Morale: la scienza è il proibito in sé, essa è tutto ciò che è proibito. La scienza è il primo peccato, il germe di tutti i peccati, il peccato originale. La morale non è altro che questo. «Tu non devi conoscere»: il resto segue da questo. Il terrore di Dio non gli impedisce di essere scaltro. Come difendersi dalla scienza? Per molto tempo fu questo il suo problema principale. Risposta: l'uomo esca dal paradiso. La felicità e l'ozio suscitano pensieri e tutti i pensieri sono cattivi...

L'uomo non deve pensare.

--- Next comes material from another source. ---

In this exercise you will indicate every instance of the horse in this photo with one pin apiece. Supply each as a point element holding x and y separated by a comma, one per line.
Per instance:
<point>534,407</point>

E il «sacerdote in sé» inventa la fatica, la morte, il pericolo mortale della gravidanza, ogni sorta di miseria, la vecchiaia, i tormenti e soprattutto la malattia: null'altro che strumenti di lotta contro la scienza! Il bisogno non permette all'uomo di pensare... Eppure... Che spavento!

L'edificio della conoscenza si innalza maestoso, oscurando il cielo come una tempesta, ponendo gli dèi al crepuscolo: che fare? Il Dio antico inventa la guerra, divide i popoli, fa che gli uomini si distruggano a vicenda (i sacerdoti hanno sempre avuto bisogno della guerra...). La guerra è tra le altre cose grande perturbatore della scienza! Incredibile! La conoscenza, l'emancipazione dal sacerdote, cresce a dispetto delle guerre. Così il Dio antico giunge a una decisione estrema: «L'uomo è divenuto scientifico, non resta altro da fare, bisogna annegarlo!»...

Crepuscolo degli idoli; o come si filosofa col martello (1888)

Detti e frecce

7.

E che? l'uomo è soltanto un errore di Dio? Oppure Dio è soltanto un errore dell'uomo? –

18.

Chi non sa porre la propria volontà nelle cose, vi pone almeno un senso: crede, cioè, che in esse esista già una volontà (principio della «fede»).